小隊控室に着いて、与えられた情報は、『戦闘予報』と『SW20基地、手前にて待機せよ』だけだった。

聞いたことが無い基地名だったが、ブリーフィングで説明があるだろうと気にしなかった。

小和泉の怪我は、既に癒えている。営倉入り期間を快適に過ごす為、入院していただけだった。慣れた動作で複合装甲を着込むと、すぐに装甲車へと乗り込んだ。

小和泉が乗り込むと同時に待機していた桔梗がアサルトライフルと銃剣を渡した。

「点検整備は完了しております。安心してお使い頂けます。」

入院中は、武器の類を触る機会は無かった。その間、桔梗達が整備をしてくれていた様だ。

「みんな、ありがとう。助かるよ。」

小和泉の感謝の言葉に車内にいる三人から照れる気配を感じ取った。

「こちら、菱村だ。てめえら、さっさと目を覚まして、ついて来やがれ。出るぞ。」

大隊無線から流れる菱村の声が、進軍を命じた。ほのぼのとした雰囲気が一瞬で霧散した。

地下都市の外部隔壁が開き、地上へと第八大隊の装甲車群は進み始めた。

「隊長。道路を確認。野外に道路あり。」

珍しく、運転手の鈴蘭が興奮した声で報告を上げた。

小和泉には、鈴蘭の放つ言葉が理解できなかった。聞き直すより自分の目で見た方が早いと判断した。
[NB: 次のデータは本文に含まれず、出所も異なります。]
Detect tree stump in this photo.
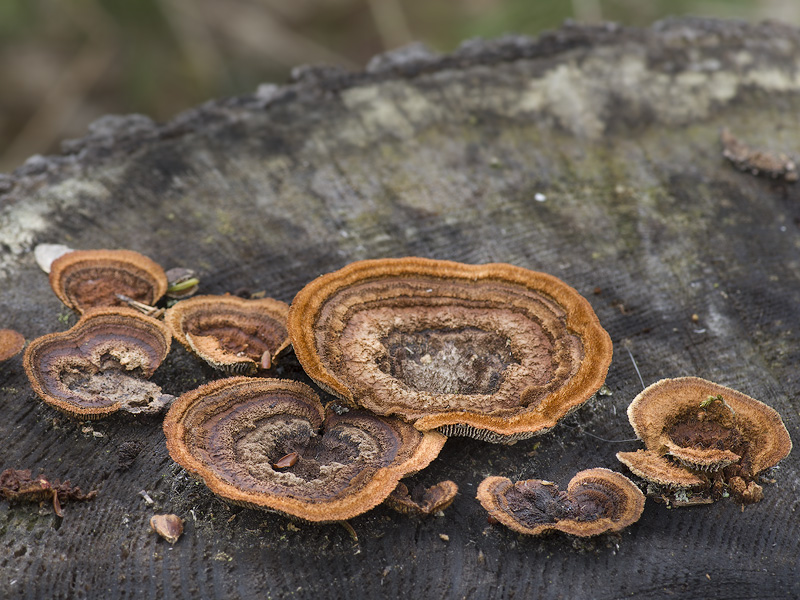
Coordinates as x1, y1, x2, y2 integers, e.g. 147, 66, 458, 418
0, 20, 800, 598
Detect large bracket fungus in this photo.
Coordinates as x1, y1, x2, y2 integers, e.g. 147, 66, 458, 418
289, 258, 612, 443
617, 377, 792, 501
23, 308, 173, 419
164, 296, 289, 373
164, 377, 446, 522
50, 250, 167, 313
478, 468, 644, 537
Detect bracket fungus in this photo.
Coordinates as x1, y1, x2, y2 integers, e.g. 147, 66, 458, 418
0, 329, 25, 362
164, 296, 289, 374
384, 480, 458, 516
617, 377, 792, 501
23, 308, 173, 419
50, 250, 167, 313
164, 377, 446, 522
289, 258, 612, 443
478, 468, 644, 537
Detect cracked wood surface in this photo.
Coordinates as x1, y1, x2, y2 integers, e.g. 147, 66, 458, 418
0, 20, 800, 598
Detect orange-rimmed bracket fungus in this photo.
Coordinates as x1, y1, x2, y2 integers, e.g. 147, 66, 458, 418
164, 296, 289, 374
23, 308, 173, 419
0, 329, 25, 362
478, 468, 644, 537
617, 377, 792, 502
50, 250, 167, 313
384, 480, 458, 516
164, 377, 446, 522
289, 258, 612, 443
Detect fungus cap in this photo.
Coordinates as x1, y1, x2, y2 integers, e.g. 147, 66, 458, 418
628, 377, 792, 477
23, 308, 172, 419
477, 468, 644, 537
384, 480, 458, 515
164, 296, 289, 373
289, 258, 612, 442
0, 329, 25, 362
164, 377, 445, 522
50, 250, 167, 313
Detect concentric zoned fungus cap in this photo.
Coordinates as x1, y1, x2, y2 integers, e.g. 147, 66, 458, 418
617, 450, 708, 489
23, 308, 172, 419
164, 377, 445, 522
384, 481, 458, 516
289, 258, 612, 443
164, 296, 289, 373
50, 250, 167, 313
628, 377, 792, 479
0, 329, 25, 362
478, 468, 644, 537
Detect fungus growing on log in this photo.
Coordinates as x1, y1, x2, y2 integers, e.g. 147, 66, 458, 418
289, 258, 612, 443
164, 377, 446, 522
23, 308, 173, 419
150, 515, 183, 544
50, 250, 167, 313
164, 296, 289, 373
617, 377, 792, 501
384, 481, 458, 516
478, 468, 644, 537
0, 329, 25, 362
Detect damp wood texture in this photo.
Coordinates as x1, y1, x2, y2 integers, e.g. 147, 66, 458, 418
0, 20, 800, 599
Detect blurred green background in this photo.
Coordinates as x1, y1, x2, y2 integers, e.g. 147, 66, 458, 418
0, 0, 800, 172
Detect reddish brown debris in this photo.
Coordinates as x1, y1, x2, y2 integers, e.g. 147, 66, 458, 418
0, 469, 97, 517
478, 468, 644, 537
50, 250, 167, 313
720, 128, 798, 182
0, 329, 25, 362
617, 377, 792, 503
384, 481, 458, 516
289, 258, 612, 443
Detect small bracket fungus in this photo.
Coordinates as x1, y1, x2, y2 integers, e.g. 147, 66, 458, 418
164, 377, 445, 522
0, 329, 25, 362
289, 258, 612, 443
617, 377, 792, 501
164, 296, 289, 373
50, 250, 167, 313
384, 480, 458, 516
23, 308, 173, 419
478, 468, 644, 537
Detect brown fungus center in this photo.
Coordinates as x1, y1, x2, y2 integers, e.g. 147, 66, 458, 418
478, 468, 644, 536
164, 377, 444, 521
165, 295, 289, 373
378, 327, 519, 395
667, 412, 747, 456
288, 257, 611, 443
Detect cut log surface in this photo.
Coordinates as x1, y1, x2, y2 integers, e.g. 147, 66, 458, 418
0, 20, 800, 599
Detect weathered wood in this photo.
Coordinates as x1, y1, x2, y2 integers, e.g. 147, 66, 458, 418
0, 20, 800, 598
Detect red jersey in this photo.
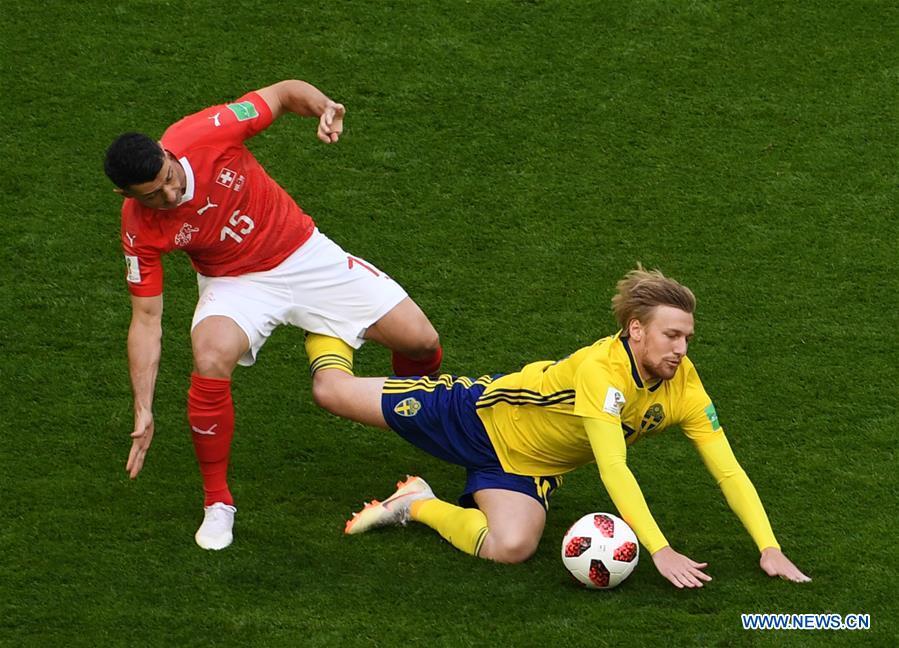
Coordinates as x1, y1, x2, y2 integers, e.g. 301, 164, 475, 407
122, 92, 315, 297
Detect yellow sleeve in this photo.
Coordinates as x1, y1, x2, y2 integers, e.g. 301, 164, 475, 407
695, 432, 780, 551
584, 418, 668, 554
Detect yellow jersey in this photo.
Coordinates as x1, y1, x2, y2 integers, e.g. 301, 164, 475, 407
476, 332, 779, 553
477, 335, 723, 476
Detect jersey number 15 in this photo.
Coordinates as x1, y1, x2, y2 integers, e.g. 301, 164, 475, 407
219, 209, 256, 243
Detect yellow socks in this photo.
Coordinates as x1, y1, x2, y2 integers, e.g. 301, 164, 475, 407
409, 499, 487, 556
306, 333, 353, 376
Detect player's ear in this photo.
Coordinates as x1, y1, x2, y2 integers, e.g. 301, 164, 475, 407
627, 318, 643, 342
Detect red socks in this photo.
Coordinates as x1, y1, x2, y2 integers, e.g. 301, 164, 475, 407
187, 373, 234, 506
391, 347, 443, 376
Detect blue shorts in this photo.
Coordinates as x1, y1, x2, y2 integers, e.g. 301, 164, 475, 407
381, 374, 562, 509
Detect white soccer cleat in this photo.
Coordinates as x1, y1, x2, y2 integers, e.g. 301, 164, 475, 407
194, 502, 237, 551
343, 475, 434, 535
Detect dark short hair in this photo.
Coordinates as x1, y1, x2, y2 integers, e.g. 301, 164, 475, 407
103, 133, 165, 189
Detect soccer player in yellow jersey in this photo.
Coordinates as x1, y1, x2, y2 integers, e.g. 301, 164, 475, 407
307, 268, 810, 588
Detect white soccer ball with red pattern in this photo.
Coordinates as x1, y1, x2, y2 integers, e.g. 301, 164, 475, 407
562, 513, 640, 589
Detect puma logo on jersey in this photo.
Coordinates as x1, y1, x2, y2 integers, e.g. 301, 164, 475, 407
197, 196, 218, 216
175, 223, 200, 247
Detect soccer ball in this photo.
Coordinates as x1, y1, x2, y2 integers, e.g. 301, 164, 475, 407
562, 513, 640, 589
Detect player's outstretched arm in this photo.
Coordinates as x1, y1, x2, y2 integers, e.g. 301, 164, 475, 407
652, 547, 712, 589
125, 295, 162, 479
759, 547, 812, 583
584, 418, 712, 589
256, 79, 346, 144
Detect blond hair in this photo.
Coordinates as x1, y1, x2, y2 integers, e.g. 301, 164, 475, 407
612, 263, 696, 337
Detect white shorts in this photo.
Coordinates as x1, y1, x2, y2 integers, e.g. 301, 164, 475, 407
197, 229, 406, 366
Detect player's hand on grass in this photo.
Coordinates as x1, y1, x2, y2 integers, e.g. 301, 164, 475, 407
125, 409, 154, 479
759, 547, 812, 583
652, 547, 712, 589
318, 100, 346, 144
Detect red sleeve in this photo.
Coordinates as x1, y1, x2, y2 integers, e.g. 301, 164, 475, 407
122, 199, 163, 297
162, 91, 272, 155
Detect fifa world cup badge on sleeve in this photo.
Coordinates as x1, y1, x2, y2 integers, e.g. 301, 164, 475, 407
393, 398, 421, 417
226, 101, 259, 121
705, 403, 721, 431
602, 387, 624, 416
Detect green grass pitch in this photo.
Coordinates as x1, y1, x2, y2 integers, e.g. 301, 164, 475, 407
0, 0, 899, 646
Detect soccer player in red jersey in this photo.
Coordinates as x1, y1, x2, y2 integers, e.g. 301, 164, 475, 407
105, 80, 442, 549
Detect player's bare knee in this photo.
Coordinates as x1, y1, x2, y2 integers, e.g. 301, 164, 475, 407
405, 330, 440, 360
485, 536, 539, 564
312, 369, 352, 416
194, 340, 236, 378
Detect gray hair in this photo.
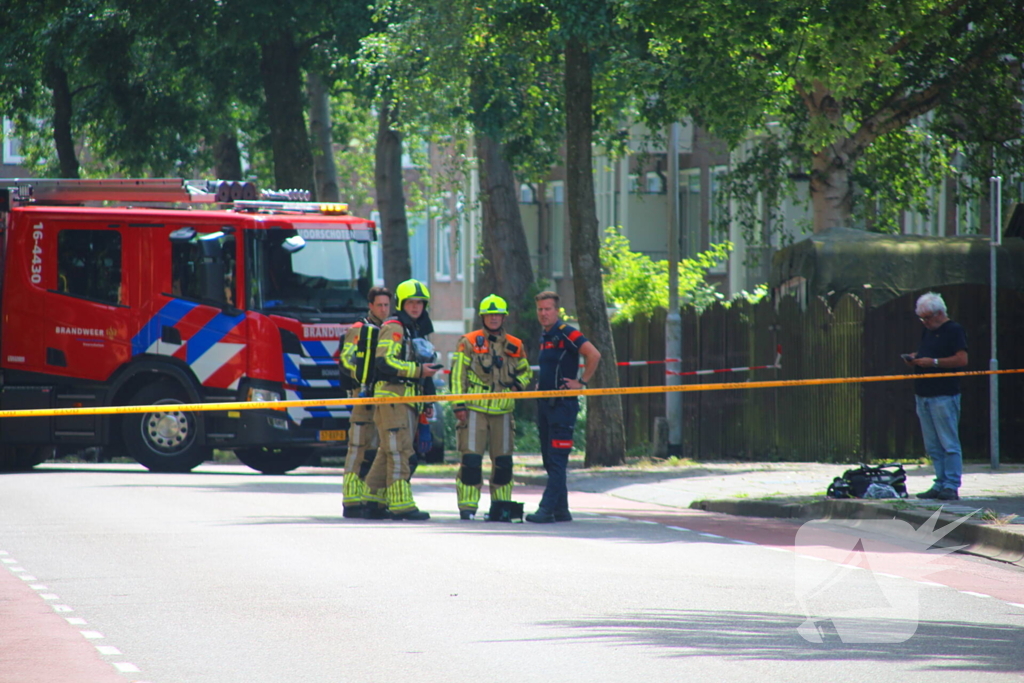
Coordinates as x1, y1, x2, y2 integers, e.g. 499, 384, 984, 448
914, 292, 946, 315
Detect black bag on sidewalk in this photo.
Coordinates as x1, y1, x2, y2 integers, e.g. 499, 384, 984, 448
825, 463, 906, 498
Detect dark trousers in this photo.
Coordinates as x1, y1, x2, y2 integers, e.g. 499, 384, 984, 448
537, 398, 580, 512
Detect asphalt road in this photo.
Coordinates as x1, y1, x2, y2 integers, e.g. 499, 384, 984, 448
0, 465, 1024, 683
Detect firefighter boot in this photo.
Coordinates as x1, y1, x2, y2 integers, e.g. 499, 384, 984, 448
341, 472, 369, 517
455, 453, 483, 519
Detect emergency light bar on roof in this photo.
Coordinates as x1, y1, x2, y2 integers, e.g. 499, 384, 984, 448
233, 201, 348, 215
0, 178, 348, 210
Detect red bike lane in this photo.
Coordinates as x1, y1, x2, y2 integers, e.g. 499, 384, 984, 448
0, 558, 134, 683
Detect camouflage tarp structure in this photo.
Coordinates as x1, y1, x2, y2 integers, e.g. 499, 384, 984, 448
770, 221, 1024, 307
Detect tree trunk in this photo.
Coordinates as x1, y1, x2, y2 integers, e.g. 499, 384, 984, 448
374, 95, 413, 292
811, 142, 853, 232
46, 63, 79, 178
307, 74, 341, 202
476, 133, 541, 352
260, 35, 316, 194
213, 133, 242, 180
565, 38, 626, 467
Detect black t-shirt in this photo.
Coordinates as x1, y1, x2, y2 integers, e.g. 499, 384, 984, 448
537, 321, 587, 391
913, 321, 967, 396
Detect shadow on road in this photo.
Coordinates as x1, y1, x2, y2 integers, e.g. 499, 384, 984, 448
541, 610, 1024, 672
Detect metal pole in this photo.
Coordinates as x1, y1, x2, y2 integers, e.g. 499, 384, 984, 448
665, 123, 683, 456
988, 175, 1002, 470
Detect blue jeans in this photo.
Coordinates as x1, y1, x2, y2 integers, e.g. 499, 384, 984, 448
537, 398, 580, 513
914, 394, 964, 490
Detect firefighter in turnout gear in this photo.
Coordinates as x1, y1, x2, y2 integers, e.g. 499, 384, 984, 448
339, 287, 391, 517
452, 294, 534, 519
366, 280, 441, 520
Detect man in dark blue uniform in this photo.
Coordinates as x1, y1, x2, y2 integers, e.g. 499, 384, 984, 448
526, 292, 601, 524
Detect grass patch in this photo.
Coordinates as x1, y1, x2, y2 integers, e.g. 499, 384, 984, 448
981, 508, 1017, 526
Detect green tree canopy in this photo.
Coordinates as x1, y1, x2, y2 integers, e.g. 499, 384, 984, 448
622, 0, 1024, 241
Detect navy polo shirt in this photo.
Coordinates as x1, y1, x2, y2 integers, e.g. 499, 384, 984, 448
913, 321, 967, 396
538, 321, 587, 391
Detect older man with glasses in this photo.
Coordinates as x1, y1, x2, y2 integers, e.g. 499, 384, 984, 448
903, 292, 968, 501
小和泉は端末を操作し、装甲車の車載カメラの映像を網膜モニターに投影した。

そこには舗装はされていないが、平坦な道路があった。

日本軍は情報開示を一切しない。作戦時になって初めて知ることが多い。この様な道路が地下に籠っている内に出来上がっているとは知らなかった。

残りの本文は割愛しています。